Reputation: 3214
Background:
We are creating a Cassandra Cluster that spans 3 geographically separated Datacenters. We plan to have 2 Cassandra nodes in each data center (2 nodes x 3 sites = 6 nodes total). All the 6 nodes will be the part of same cluster.
The idea is to be able to write data to any node in the cluster and be able to read it from any other node. [We can tolerate 1 second delay in updates].
The Question:
How do we design a client to write to the "cluster". Cassandra does not have a router or a middle-layer like MongoDB. Do we design so that we write to any node in the ring? If so, what is that node is down (i.e. do we need to make our client aware of all the node IPs in the cluster?)
Thank you.
Upvotes: 2
Views: 1089
Reputation: 6932
You can read or write from any node in the cluster, they are all capable of routing the requests to the correct nodes (the node performing the routing is typically referred to as the "coordinator" for an operation).
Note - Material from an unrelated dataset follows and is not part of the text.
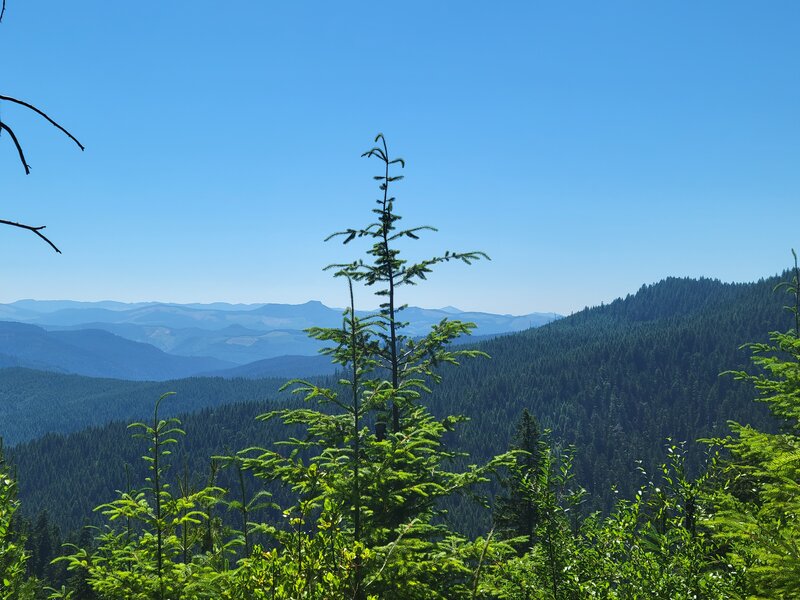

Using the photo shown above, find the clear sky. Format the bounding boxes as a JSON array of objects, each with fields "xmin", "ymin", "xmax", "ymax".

You should try to balance your requests over all nodes in the local datacenter, only using nodes in the remote datacenters if all local nodes are down. Most Cassandra clients will spread requests in a round robin fashion across all of the nodes that you point them at, and as Canausa mentions, some autodiscover other nodes and sometimes use more sophisticated algorithms for picking which node to send a request to.
Writes to any datacenter are automatically replicated to all other datacenters, so you can indeed write to any node and read from any node. Typically, you will want to use consistency level LOCAL_QUORUM for reads and writes, which requires that a quorum of replicas in the local data center respond for the operation to be considered a success. You can also consider writing at EACH_QUORUM, which waits for a response from a quorum of replicas in each datacenter. Obviously, the latency will be much higher in this case, but you can achieve strong consistency across all datacenters.
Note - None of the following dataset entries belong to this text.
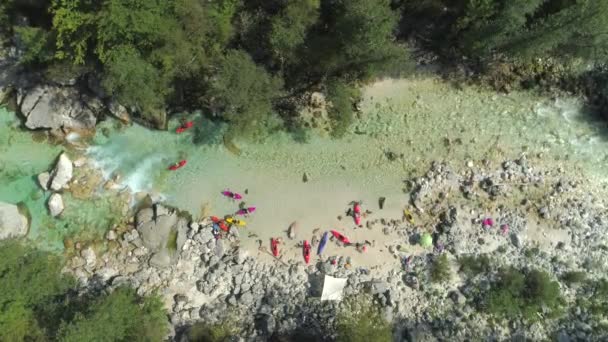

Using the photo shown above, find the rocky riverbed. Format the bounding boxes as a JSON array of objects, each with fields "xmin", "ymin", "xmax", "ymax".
[{"xmin": 59, "ymin": 155, "xmax": 608, "ymax": 341}]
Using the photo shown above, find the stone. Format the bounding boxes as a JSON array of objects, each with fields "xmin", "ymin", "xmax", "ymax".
[
  {"xmin": 239, "ymin": 292, "xmax": 255, "ymax": 306},
  {"xmin": 106, "ymin": 229, "xmax": 118, "ymax": 241},
  {"xmin": 38, "ymin": 171, "xmax": 51, "ymax": 191},
  {"xmin": 50, "ymin": 153, "xmax": 74, "ymax": 191},
  {"xmin": 80, "ymin": 246, "xmax": 97, "ymax": 270},
  {"xmin": 0, "ymin": 202, "xmax": 29, "ymax": 240},
  {"xmin": 108, "ymin": 100, "xmax": 131, "ymax": 123},
  {"xmin": 47, "ymin": 193, "xmax": 65, "ymax": 217},
  {"xmin": 20, "ymin": 85, "xmax": 97, "ymax": 130}
]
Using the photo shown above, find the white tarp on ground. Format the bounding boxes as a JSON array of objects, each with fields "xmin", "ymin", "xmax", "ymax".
[{"xmin": 321, "ymin": 275, "xmax": 346, "ymax": 300}]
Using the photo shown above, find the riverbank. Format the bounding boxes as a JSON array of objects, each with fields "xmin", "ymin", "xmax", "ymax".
[{"xmin": 2, "ymin": 77, "xmax": 608, "ymax": 339}]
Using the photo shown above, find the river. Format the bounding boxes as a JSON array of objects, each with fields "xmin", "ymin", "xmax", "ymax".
[{"xmin": 0, "ymin": 77, "xmax": 608, "ymax": 255}]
However, with only 2 nodes in each datacenter, a quorum of replicas is equivalent to all replicas, so if any node goes down, you will lose availability for that portion of the data. For this reason, if you want to use quorum consistency levels, it's recommended that you have a replication factor of at least 3 in each datacenter, allowing for the loss one replica while still maintaining strong (or locally strong) consistency.
Upvotes: 3
Reputation: 11
Most Cassandra clients will attempt to connect to 1 node and if it fails will try the next one in the list. Some will even make a connection and figure out the layout of the cluster and pick the right node to connect to. Clients like Hector will keep connects open to particular nodes in case you ever need to request more information, this will avoid the expensive setup.
Upvotes: 1
Reputation: 10250
Any Cassandra client can send a request to any node in the cluster, and that node will route and consolidate the results from both itself and other nodes.
In your scenario, you might consider a replication factor of 3, one per data center, each node partitioning half of the data, and use QUORUM for both read and write. Configure your replica placement strategy so that each write updates one node from each data center (e.g. A1, A2, A3, B1, B2, B3). That way, each data center has all the data at its disposal, and a read or write request will return control as soon as it receives a response from the first responding data center in addition to its own.
You do not need to make your client aware of all nodes, but it should be aware of at least two to prevent a single point of failure. I'd go with at least one from each data center.
Upvotes: 0